The European Union is seeking efficiency improvements in the next five years that would be roughly double the gains made since 2010. This, along with volatile oil prices, puts pressure on automakers to sell more electric and hybrid vehicles.

Industry Response

Events like Paris Motor Show, Motiv8 forums and others show a clear intent and commitment from the major players towards hybrid and electric vehicles. Giants such as Jaguar Land Rover, GM, Toyota, Mazda, Mitsubishi, Nissan, Volvo, Ford, Daimler and others are all following Tesla’s lead, having committed to an all-electric future as the coming decade looks to be the one where electric vehicles take over. A new report by Bloomberg New Energy Finance and McKinsey & Company suggests that by 2030, electric vehicles will be a dominant mode of transport.

However, despite commanding 25% of global car production, the European automotive industry owns only 3% of the world’s electric vehicle market and faces intense competition from Asia and North America as the stronghold of internal combustion engine (ICE) vehicles begins its slow decline. As engines, transmissions and exhausts representing one third of the value in automotive supply are swapped for electric motors and battery packs, the face of the power train market is changing

New challenges

Given the convergence of socioeconomic, political and technological trends towards environment and energy consciousness, automotive manufacturers are now faced with new challenge as they chase excellence in safety, performance and efficiency. This means that they need to extract maximum efficiency from the charging system, the power train and components of the extended vehicle system. This involves a variety of tests across the development and production life cycles to ensure adherence to international standards like WLTP, NEDC, ANSI, SAE and other internal standards for safety, quality, performance, durability, emissions.
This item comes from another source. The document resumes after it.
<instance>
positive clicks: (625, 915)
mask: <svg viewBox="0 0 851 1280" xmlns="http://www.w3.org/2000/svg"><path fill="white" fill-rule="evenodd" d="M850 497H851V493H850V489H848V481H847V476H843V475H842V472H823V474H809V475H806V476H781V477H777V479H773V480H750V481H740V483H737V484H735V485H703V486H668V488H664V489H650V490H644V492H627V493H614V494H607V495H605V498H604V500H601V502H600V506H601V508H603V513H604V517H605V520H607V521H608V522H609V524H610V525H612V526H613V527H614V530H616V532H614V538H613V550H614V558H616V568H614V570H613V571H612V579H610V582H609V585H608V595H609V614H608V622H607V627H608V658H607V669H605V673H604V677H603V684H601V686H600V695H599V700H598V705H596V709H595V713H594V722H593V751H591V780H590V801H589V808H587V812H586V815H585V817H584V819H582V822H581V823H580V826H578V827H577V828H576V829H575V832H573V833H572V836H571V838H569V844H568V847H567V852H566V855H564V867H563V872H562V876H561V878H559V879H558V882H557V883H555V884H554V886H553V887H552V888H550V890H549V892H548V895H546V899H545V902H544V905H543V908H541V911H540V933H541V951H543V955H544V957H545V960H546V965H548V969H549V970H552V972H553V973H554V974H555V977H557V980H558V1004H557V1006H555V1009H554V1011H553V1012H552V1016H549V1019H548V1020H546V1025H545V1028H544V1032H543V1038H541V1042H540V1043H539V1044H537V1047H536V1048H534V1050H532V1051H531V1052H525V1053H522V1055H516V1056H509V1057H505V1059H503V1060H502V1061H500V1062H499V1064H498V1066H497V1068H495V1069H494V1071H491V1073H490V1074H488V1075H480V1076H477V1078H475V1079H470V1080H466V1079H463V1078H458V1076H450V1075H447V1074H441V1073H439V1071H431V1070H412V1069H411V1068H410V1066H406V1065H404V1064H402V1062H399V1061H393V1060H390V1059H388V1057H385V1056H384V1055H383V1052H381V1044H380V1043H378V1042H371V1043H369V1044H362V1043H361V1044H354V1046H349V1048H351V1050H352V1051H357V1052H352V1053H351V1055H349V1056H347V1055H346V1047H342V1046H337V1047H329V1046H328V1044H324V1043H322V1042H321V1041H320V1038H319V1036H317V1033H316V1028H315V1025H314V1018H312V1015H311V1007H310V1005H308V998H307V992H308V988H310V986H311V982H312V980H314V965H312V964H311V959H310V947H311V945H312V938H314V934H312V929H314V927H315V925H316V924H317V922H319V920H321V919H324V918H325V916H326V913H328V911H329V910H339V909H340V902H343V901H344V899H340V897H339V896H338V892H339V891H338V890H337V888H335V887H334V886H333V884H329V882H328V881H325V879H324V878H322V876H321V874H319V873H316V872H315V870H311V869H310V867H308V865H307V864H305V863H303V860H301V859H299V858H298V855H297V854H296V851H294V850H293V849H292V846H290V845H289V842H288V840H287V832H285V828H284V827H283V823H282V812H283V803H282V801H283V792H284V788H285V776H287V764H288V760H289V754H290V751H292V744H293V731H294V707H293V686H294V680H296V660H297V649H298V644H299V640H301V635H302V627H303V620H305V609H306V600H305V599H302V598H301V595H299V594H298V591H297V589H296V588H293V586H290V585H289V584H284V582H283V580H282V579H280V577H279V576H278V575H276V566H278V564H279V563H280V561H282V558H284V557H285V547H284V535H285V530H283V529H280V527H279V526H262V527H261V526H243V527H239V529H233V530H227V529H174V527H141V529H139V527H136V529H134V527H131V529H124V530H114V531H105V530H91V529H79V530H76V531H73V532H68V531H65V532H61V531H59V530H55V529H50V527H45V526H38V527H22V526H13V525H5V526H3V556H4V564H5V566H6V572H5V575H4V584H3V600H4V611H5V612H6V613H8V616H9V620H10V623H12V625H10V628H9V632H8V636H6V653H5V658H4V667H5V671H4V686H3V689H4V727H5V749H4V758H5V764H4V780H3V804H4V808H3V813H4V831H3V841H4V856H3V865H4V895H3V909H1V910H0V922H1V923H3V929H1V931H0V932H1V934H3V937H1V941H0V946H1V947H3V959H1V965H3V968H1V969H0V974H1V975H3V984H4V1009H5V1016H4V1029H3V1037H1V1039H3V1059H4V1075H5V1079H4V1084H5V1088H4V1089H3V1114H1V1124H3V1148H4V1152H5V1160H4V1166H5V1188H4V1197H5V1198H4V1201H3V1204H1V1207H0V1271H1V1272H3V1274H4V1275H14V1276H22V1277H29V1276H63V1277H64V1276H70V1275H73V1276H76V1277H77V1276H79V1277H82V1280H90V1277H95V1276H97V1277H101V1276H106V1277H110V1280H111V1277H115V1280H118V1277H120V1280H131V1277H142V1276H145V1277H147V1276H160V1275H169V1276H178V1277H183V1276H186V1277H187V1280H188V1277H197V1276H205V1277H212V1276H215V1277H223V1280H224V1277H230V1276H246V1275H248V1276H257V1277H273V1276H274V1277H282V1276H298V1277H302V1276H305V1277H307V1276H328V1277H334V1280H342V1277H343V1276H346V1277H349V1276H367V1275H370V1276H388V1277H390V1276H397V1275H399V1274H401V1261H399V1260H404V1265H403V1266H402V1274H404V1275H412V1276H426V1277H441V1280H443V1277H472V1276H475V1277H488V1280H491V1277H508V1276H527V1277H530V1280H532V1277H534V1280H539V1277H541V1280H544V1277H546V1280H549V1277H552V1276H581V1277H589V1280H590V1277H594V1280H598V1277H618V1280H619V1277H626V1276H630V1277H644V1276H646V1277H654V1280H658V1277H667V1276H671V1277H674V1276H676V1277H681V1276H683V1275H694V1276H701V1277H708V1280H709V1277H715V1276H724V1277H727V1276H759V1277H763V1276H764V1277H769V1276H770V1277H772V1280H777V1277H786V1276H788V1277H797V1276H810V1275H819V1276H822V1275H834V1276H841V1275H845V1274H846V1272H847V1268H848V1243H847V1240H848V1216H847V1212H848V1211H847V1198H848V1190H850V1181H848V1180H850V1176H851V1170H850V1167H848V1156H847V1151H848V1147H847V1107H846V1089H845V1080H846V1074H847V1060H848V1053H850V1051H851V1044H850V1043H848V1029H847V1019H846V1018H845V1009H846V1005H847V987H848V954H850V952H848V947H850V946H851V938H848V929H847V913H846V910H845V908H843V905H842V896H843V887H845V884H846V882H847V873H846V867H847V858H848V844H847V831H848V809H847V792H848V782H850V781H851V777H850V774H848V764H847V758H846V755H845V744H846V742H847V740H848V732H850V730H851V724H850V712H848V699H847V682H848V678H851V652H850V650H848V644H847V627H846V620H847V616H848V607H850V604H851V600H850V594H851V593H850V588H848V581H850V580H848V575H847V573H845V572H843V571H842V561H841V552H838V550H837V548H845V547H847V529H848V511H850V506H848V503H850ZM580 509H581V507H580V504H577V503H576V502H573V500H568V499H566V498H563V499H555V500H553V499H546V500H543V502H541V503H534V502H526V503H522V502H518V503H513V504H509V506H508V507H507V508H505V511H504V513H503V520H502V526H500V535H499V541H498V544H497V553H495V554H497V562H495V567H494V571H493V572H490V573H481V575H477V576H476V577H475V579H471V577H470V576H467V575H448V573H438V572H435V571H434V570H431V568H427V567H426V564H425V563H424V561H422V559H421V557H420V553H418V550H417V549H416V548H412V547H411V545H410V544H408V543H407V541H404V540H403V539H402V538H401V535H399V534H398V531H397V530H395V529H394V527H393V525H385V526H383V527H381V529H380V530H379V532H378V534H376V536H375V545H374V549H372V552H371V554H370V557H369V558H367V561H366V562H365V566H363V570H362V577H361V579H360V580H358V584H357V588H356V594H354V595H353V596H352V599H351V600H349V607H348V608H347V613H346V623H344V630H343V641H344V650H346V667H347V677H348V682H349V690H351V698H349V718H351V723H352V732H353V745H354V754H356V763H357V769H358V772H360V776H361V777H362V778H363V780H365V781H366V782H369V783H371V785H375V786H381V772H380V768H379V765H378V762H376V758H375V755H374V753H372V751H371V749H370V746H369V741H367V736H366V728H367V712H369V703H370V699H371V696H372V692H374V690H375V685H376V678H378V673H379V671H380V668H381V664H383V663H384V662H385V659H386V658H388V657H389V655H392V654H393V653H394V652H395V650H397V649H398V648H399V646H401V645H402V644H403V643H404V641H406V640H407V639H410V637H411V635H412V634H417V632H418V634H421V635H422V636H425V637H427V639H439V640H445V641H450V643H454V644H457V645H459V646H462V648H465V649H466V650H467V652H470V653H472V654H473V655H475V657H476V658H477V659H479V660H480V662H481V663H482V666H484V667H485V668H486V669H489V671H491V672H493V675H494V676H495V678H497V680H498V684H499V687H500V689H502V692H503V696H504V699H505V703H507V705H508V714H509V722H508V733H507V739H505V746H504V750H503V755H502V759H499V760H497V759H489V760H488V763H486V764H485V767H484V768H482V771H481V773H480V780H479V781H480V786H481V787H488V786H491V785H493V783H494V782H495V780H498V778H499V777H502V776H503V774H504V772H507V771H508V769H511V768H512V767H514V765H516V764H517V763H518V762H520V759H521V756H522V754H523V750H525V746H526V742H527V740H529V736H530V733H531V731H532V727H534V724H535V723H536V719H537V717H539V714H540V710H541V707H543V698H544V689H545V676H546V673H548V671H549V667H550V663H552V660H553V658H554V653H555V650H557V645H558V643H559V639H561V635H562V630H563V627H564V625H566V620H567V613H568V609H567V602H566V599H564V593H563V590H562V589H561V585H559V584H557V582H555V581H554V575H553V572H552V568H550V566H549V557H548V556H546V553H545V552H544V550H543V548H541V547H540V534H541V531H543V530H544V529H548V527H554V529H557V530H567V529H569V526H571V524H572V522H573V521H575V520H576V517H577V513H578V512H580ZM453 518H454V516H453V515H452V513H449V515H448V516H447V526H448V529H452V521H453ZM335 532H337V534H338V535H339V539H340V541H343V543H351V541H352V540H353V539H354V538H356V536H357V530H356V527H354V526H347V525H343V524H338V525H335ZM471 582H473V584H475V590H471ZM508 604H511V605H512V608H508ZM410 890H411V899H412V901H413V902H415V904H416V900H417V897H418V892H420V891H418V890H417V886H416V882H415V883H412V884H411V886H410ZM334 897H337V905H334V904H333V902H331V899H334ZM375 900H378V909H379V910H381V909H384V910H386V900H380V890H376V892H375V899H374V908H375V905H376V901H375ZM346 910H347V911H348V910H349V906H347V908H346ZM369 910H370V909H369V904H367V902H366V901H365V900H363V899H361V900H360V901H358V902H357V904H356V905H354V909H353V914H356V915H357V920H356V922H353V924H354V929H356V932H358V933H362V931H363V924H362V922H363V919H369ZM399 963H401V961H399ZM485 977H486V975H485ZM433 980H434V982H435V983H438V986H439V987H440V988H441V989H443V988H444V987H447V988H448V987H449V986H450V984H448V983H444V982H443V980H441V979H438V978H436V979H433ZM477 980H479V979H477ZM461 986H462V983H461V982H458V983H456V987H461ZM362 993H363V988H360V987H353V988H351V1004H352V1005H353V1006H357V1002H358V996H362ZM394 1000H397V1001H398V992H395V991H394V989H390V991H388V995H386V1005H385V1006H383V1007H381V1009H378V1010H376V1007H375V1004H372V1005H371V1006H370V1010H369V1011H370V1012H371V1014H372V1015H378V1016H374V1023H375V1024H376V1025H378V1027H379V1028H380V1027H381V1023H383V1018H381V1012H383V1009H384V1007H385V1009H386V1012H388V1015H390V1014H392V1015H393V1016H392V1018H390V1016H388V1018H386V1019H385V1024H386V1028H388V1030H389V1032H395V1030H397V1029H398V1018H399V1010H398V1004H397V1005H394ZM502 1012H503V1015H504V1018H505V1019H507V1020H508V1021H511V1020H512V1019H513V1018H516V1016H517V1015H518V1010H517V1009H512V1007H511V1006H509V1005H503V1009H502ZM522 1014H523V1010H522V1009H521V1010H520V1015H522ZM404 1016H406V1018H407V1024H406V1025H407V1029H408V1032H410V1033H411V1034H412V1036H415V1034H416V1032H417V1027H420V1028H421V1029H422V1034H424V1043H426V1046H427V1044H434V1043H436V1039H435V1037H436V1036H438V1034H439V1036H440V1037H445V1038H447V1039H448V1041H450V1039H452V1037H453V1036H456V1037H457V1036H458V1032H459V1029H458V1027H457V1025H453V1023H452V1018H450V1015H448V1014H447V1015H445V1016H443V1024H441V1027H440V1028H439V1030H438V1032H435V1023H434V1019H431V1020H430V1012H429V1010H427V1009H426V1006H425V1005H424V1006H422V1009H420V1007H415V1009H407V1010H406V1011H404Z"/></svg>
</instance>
Sources for energy efficiency

Although more efficient than conventional ICE (internal combustion engine) vehicles, the electric drive systems of electric cars do suffer from drive train and other losses in power delivery, sensing technologies, torque control systems and more. The image below (source : fueleconomy.gov) sums up the energy requirements in electric vehicles (estimated for 55% city and 45% highway driving).

Of the 100% of electric power that an electric car is charged with :

  • 16% is lost in charging the battery
  • 16% is lost in the drivetrain
  • 2.5% is lost via steering, power train cooling and control systems
  • 0–4% is lost via various electrical, electronic and communication systems

This leaves 60 to 65% of the total electric power to actually power the car forward of which 33% is lost in braking- although with regenerative braking or KERS (Kinetic energy recovery system) 17% of that can be reused.

Innovation and measurement

Despite efficiencies that far outstrip traditional ICE vehicles, electric cars could do with improvements in charging infrastructure, range anxiety and pricing to encourage mainstream adoption. Advances in power semiconductors, charging technologies and drivetrain systems however, herald an optimistic outlook for affordability in electric vehicles as manufacturers look to optimize powertrains, vehicle communications, braking efficiency, suspension systems and more. To achieve lower emissions, greater efficiency and longer distances, automotive manufacturers will need reliable measurement solutions to extract accurate and actionable insights across the development life cycle.

Power trains typically need multi-channel DC and AC analysis along with physical parameters such as rotational speed, fuel injector pulse times and crank angles are measured from sensor signals, rotary encoders etc. Developing individual components in the early stages may only need waveform analysis at limited accuracies, but when a multi component subsystem or system is concerned, optimizing the system is favored over an individual component. Optimizing for efficiency in this ecosystem of components, systems and subsystems will take consistently reliable measurements.